# DLRM for TensorFlow 2

This document provides detailed instructions on running DLRM training as well as benchmark results for this model.

## Table Of Contents

  * [Model overview](#model-overview)
     * [Model architecture](#model-architecture)
  * [Quick Start Guide](#quick-start-guide)
  * [Performance](#performance)
     * [Benchmarking](#benchmarking)
        * [Training performance benchmark](#training-performance-benchmark)
        * [Inference performance benchmark](#inference-performance-benchmark)
     * [Training process](#training-process)
     * [Results](#results)
        * [Training accuracy results](#training-accuracy-results)
           * [Training accuracy: NVIDIA DGX A100 (8x A100 80GB)](#training-accuracy-nvidia-dgx-a100-8x-a100-80gb)
           * [Training accuracy: NVIDIA DGX-1 (8x V100 32GB)](#training-accuracy-nvidia-dgx-1-8x-v100-32gb)
           * [Training accuracy: NVIDIA DGX-2 (16x V100 32GB)](#training-accuracy-nvidia-dgx-2-16x-v100-32gb)
           * [Training stability test](#training-stability-test)
        * [Training performance results](#training-performance-results)
           * [Training performance: NVIDIA DGX A100 (8x A100 80GB)](#training-performance-nvidia-dgx-a100-8x-a100-80gb)
           * [Training performance: comparison with CPU for the "extra large" model](#training-performance-comparison-with-cpu-for-the-extra-large-model)
           * [Training performance: NVIDIA DGX-1 (8x V100 32GB)](#training-performance-nvidia-dgx-1-8x-v100-32gb)
           * [Training performance: NVIDIA DGX-2 (16x V100 32GB)](#training-performance-nvidia-dgx-2-16x-v100-32gb)
        * [Inference performance results](#inference-performance-results)
           * [Inference performance: NVIDIA DGX A100 (8x A100 80GB)](#inference-performance-nvidia-dgx-a100-8x-a100-80gb)
           * [Inference performance: NVIDIA DGX1V-32GB (8x V100 32GB)](#inference-performance-nvidia-dgx1v-32gb-8x-v100-32gb)
           * [Inference performance: NVIDIA DGX2 (16x V100 16GB)](#inference-performance-nvidia-dgx2-16x-v100-16gb)


## Model overview

The Deep Learning Recommendation Model (DLRM) is a recommendation model designed to make use of both categorical and numerical inputs.
It was first described in [Deep Learning Recommendation Model for Personalization and Recommendation Systems](https://arxiv.org/abs/1906.00091).
This repository provides a reimplementation of the code base provided originally [here](https://github.com/facebookresearch/dlrm).
The scripts enable you to train DLRM on a synthetic dataset or on the [Criteo Terabyte Dataset](https://labs.criteo.com/2013/12/download-terabyte-click-logs/).
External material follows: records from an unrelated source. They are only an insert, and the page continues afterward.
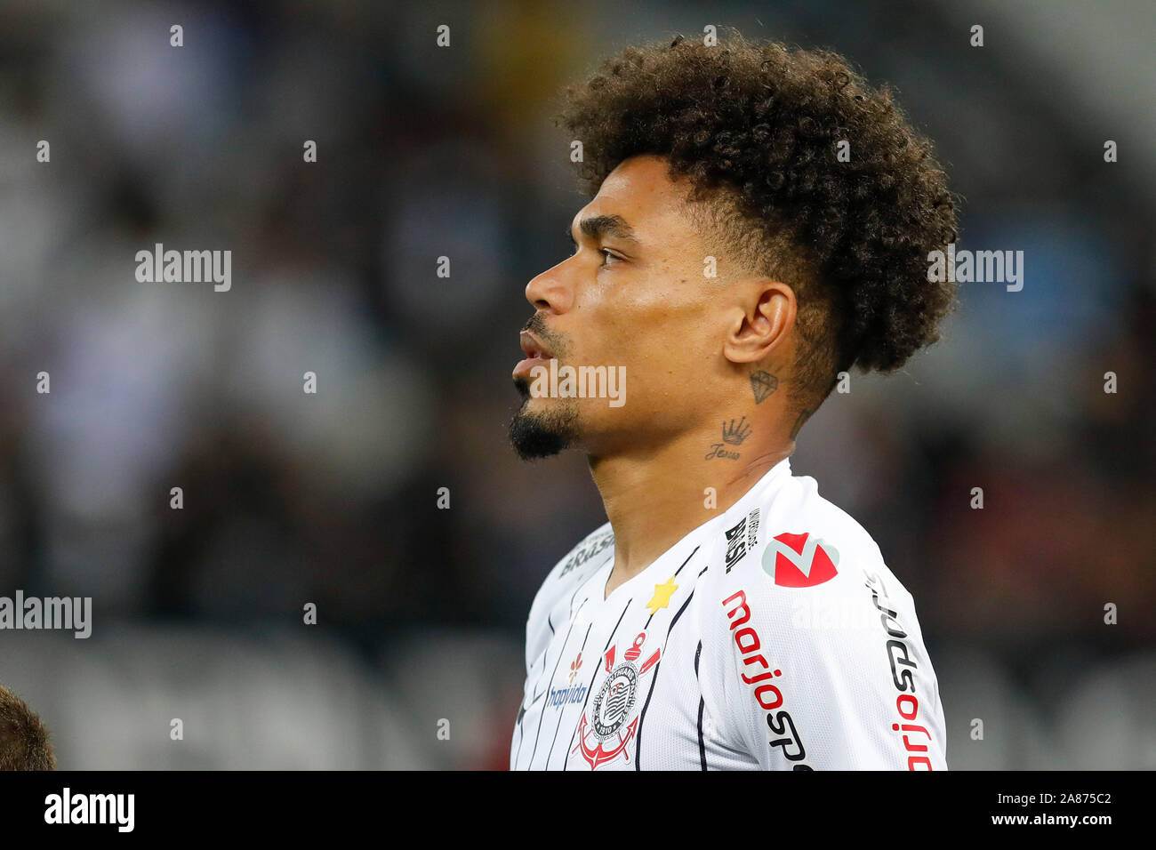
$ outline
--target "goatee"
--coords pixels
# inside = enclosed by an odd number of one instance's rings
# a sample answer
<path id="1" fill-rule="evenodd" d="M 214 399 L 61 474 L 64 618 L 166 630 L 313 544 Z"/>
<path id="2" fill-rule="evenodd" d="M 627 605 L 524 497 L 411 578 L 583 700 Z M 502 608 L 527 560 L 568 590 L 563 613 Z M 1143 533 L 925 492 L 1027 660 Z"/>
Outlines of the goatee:
<path id="1" fill-rule="evenodd" d="M 514 386 L 524 401 L 510 420 L 510 443 L 523 460 L 548 458 L 569 449 L 578 438 L 578 411 L 565 401 L 547 413 L 529 413 L 529 385 L 516 378 Z"/>

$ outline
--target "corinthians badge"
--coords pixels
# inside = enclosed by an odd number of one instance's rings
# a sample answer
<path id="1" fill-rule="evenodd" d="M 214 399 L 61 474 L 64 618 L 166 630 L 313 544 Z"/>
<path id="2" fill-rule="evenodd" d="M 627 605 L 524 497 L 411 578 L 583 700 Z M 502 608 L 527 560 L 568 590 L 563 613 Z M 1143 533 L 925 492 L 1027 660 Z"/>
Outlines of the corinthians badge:
<path id="1" fill-rule="evenodd" d="M 613 761 L 621 753 L 627 761 L 627 745 L 635 737 L 638 730 L 638 718 L 636 717 L 627 725 L 627 717 L 630 716 L 638 700 L 638 682 L 646 675 L 655 664 L 662 650 L 654 650 L 653 655 L 638 665 L 638 659 L 643 655 L 643 644 L 646 642 L 646 633 L 639 631 L 635 637 L 633 645 L 622 653 L 622 664 L 614 666 L 614 657 L 617 644 L 610 646 L 603 657 L 603 668 L 606 670 L 606 681 L 594 697 L 591 707 L 591 719 L 587 723 L 586 712 L 583 711 L 578 722 L 578 744 L 575 753 L 581 756 L 590 764 L 591 770 L 596 770 L 599 766 Z M 625 726 L 625 729 L 623 729 Z"/>

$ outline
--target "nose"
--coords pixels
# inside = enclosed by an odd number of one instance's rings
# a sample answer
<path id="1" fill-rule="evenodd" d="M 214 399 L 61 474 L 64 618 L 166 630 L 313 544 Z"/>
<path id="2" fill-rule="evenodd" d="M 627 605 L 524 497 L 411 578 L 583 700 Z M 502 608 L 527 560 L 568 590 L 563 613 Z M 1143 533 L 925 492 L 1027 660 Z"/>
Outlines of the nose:
<path id="1" fill-rule="evenodd" d="M 565 265 L 560 263 L 526 284 L 526 301 L 535 310 L 564 313 L 573 304 L 573 287 L 568 281 Z"/>

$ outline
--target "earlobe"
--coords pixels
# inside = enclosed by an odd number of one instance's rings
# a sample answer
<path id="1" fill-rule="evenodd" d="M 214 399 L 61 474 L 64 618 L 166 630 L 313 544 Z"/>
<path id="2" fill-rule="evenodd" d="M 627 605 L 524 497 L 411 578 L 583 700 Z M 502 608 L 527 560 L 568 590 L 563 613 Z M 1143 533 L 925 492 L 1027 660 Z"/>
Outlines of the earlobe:
<path id="1" fill-rule="evenodd" d="M 757 281 L 750 305 L 735 317 L 722 353 L 735 363 L 757 363 L 779 348 L 794 326 L 794 291 L 786 283 Z"/>

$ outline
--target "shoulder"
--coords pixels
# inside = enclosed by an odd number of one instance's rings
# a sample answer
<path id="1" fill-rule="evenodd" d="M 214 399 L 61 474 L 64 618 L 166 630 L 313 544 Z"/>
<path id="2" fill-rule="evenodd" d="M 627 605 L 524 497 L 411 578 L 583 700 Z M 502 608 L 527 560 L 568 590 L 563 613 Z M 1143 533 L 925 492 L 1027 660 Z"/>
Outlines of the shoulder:
<path id="1" fill-rule="evenodd" d="M 591 572 L 605 562 L 605 553 L 614 547 L 614 531 L 609 523 L 603 523 L 590 534 L 579 540 L 557 563 L 534 594 L 526 619 L 526 657 L 532 659 L 541 651 L 543 640 L 557 624 L 551 621 L 551 613 L 560 600 L 568 598 L 590 577 Z"/>
<path id="2" fill-rule="evenodd" d="M 749 628 L 763 645 L 854 667 L 887 641 L 884 609 L 918 630 L 911 594 L 872 535 L 809 476 L 790 478 L 728 517 L 711 546 L 701 626 L 718 643 Z"/>
<path id="3" fill-rule="evenodd" d="M 860 597 L 866 574 L 885 572 L 889 586 L 898 585 L 872 535 L 807 475 L 728 517 L 710 545 L 716 591 L 750 587 L 777 608 Z"/>
<path id="4" fill-rule="evenodd" d="M 940 769 L 942 714 L 914 603 L 870 534 L 799 476 L 714 538 L 703 651 L 754 752 L 766 756 L 769 727 L 783 763 Z M 935 752 L 910 756 L 894 736 L 903 723 L 920 724 Z"/>

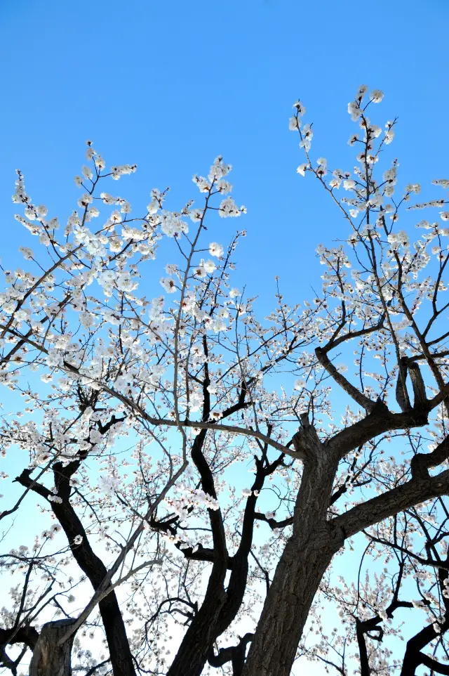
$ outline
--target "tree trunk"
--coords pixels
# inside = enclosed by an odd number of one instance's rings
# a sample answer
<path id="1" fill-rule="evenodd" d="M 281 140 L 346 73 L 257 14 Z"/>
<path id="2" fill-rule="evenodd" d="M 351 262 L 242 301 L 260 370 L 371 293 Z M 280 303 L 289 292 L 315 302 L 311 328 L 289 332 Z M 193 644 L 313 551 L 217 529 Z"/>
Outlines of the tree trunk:
<path id="1" fill-rule="evenodd" d="M 74 620 L 48 622 L 42 627 L 29 665 L 29 676 L 71 676 L 74 634 L 61 646 L 58 641 Z"/>
<path id="2" fill-rule="evenodd" d="M 344 542 L 342 529 L 328 520 L 337 457 L 307 420 L 302 424 L 294 438 L 304 464 L 293 532 L 277 565 L 243 676 L 290 676 L 321 578 Z"/>
<path id="3" fill-rule="evenodd" d="M 226 561 L 216 561 L 209 578 L 206 600 L 194 616 L 167 676 L 200 676 L 217 636 L 217 623 L 226 601 L 223 587 Z"/>
<path id="4" fill-rule="evenodd" d="M 304 534 L 305 535 L 305 534 Z M 304 625 L 336 549 L 322 529 L 291 538 L 274 574 L 243 676 L 289 676 Z"/>

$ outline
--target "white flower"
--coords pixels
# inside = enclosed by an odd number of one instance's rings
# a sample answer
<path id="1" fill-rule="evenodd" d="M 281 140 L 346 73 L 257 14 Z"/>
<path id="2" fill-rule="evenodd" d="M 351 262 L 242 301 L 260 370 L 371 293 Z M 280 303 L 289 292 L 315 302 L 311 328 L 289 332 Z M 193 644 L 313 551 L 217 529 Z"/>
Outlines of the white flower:
<path id="1" fill-rule="evenodd" d="M 223 255 L 223 247 L 221 244 L 218 244 L 217 242 L 211 242 L 209 245 L 209 253 L 211 256 L 220 258 L 220 256 Z"/>
<path id="2" fill-rule="evenodd" d="M 120 481 L 115 476 L 107 474 L 106 476 L 100 477 L 99 486 L 107 495 L 112 495 L 120 486 Z"/>
<path id="3" fill-rule="evenodd" d="M 355 122 L 356 119 L 358 119 L 362 114 L 358 104 L 356 101 L 350 101 L 348 103 L 348 112 L 351 115 L 351 119 L 353 122 Z"/>
<path id="4" fill-rule="evenodd" d="M 380 103 L 384 98 L 384 93 L 380 89 L 373 89 L 370 94 L 370 98 L 373 103 Z"/>
<path id="5" fill-rule="evenodd" d="M 83 166 L 81 173 L 85 178 L 92 178 L 92 176 L 93 176 L 91 167 L 86 167 L 85 164 Z"/>
<path id="6" fill-rule="evenodd" d="M 174 294 L 176 292 L 176 285 L 169 277 L 161 277 L 159 280 L 159 284 L 168 294 Z"/>
<path id="7" fill-rule="evenodd" d="M 241 211 L 232 197 L 229 195 L 225 197 L 221 202 L 218 209 L 218 214 L 222 219 L 226 219 L 229 216 L 240 216 Z"/>
<path id="8" fill-rule="evenodd" d="M 288 129 L 290 131 L 297 131 L 300 124 L 301 122 L 297 117 L 290 117 L 288 120 Z"/>

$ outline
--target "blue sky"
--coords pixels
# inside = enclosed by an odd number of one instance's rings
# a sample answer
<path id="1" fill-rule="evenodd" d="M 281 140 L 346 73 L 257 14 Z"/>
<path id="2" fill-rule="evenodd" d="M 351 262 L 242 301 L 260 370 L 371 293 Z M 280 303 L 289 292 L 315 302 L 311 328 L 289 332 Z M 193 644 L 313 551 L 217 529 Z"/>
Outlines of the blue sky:
<path id="1" fill-rule="evenodd" d="M 108 166 L 137 162 L 119 184 L 136 212 L 154 187 L 170 186 L 172 208 L 196 197 L 192 176 L 222 154 L 248 212 L 217 238 L 248 230 L 236 282 L 263 309 L 276 274 L 289 300 L 310 298 L 316 245 L 347 233 L 319 186 L 295 173 L 292 103 L 300 98 L 314 122 L 312 157 L 351 170 L 347 102 L 362 83 L 380 88 L 373 119 L 399 117 L 388 152 L 401 180 L 446 177 L 448 19 L 445 0 L 1 0 L 0 256 L 20 264 L 18 247 L 36 245 L 13 219 L 16 167 L 64 221 L 87 138 Z"/>
<path id="2" fill-rule="evenodd" d="M 234 167 L 236 200 L 248 209 L 238 223 L 248 233 L 239 283 L 268 302 L 279 274 L 289 299 L 309 297 L 320 273 L 316 245 L 347 232 L 320 186 L 295 174 L 302 160 L 288 131 L 291 105 L 300 97 L 304 120 L 314 122 L 312 157 L 351 170 L 347 103 L 362 82 L 379 87 L 385 99 L 374 121 L 399 116 L 389 152 L 400 158 L 404 183 L 443 175 L 448 18 L 443 0 L 378 0 L 366 8 L 296 0 L 2 0 L 4 260 L 5 235 L 14 251 L 24 237 L 10 237 L 20 228 L 11 219 L 15 168 L 33 198 L 64 220 L 91 138 L 109 165 L 138 163 L 120 191 L 139 212 L 153 187 L 170 186 L 173 208 L 196 197 L 192 176 L 222 154 Z M 223 243 L 237 225 L 225 224 Z"/>

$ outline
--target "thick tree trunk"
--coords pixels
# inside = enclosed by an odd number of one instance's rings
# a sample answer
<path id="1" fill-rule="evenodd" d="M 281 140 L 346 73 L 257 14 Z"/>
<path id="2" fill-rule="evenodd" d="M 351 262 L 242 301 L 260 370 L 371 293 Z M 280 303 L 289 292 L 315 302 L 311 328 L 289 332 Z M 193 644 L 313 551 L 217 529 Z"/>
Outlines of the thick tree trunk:
<path id="1" fill-rule="evenodd" d="M 337 550 L 335 538 L 330 535 L 328 529 L 319 528 L 308 537 L 292 538 L 288 542 L 251 643 L 243 676 L 289 676 L 314 597 Z"/>
<path id="2" fill-rule="evenodd" d="M 344 534 L 328 520 L 338 465 L 303 421 L 295 437 L 304 458 L 293 532 L 274 573 L 251 642 L 243 676 L 290 676 L 302 631 L 321 578 Z"/>
<path id="3" fill-rule="evenodd" d="M 194 616 L 167 676 L 200 676 L 217 635 L 217 623 L 226 601 L 223 583 L 226 561 L 215 563 L 206 593 L 206 601 Z"/>
<path id="4" fill-rule="evenodd" d="M 74 635 L 60 647 L 58 644 L 74 622 L 58 620 L 43 625 L 33 651 L 29 676 L 71 676 Z"/>

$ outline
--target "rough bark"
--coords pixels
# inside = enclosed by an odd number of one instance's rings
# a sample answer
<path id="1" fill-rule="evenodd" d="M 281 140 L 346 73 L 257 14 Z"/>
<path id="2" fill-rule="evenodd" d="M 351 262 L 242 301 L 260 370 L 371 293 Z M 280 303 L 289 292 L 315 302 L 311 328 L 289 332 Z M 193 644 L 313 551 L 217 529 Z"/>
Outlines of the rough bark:
<path id="1" fill-rule="evenodd" d="M 344 540 L 342 529 L 327 520 L 335 454 L 306 421 L 295 446 L 304 461 L 293 532 L 276 567 L 243 676 L 289 676 L 321 578 Z"/>
<path id="2" fill-rule="evenodd" d="M 29 676 L 71 676 L 74 635 L 61 646 L 58 642 L 74 621 L 58 620 L 43 625 L 33 651 Z"/>
<path id="3" fill-rule="evenodd" d="M 50 504 L 67 538 L 76 563 L 96 590 L 107 576 L 107 569 L 91 547 L 83 524 L 70 503 L 69 477 L 74 473 L 76 464 L 76 463 L 72 463 L 64 467 L 61 463 L 55 463 L 53 466 L 55 486 L 62 502 L 52 502 Z M 29 474 L 30 471 L 25 469 L 17 480 L 22 486 L 29 487 L 35 493 L 48 499 L 51 495 L 51 491 L 45 486 L 33 482 L 29 478 Z M 74 544 L 77 535 L 82 538 L 80 545 Z M 99 602 L 98 609 L 105 628 L 114 676 L 135 676 L 125 623 L 114 590 Z"/>

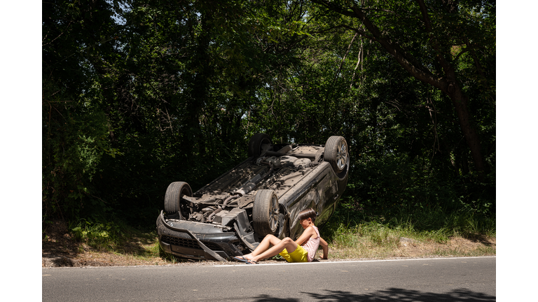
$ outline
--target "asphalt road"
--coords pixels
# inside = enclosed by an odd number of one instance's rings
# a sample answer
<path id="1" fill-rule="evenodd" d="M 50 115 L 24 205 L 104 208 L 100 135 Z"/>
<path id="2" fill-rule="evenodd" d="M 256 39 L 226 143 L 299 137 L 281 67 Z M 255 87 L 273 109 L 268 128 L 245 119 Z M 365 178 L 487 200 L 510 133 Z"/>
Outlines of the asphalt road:
<path id="1" fill-rule="evenodd" d="M 43 268 L 43 301 L 495 301 L 496 257 Z"/>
For the Criteo 1TB Dataset, we use a slightly different preprocessing procedure than the one found in the original implementation.
Most importantly, we use a technique called frequency thresholding to demonstrate models of different sizes.
The smallest model can be trained on a single V100-32GB GPU, while the largest one needs 8xA100-80GB GPUs.  

The table below summarizes the model sizes and frequency thresholds used in this repository, for both the synthetic and real datasets supported.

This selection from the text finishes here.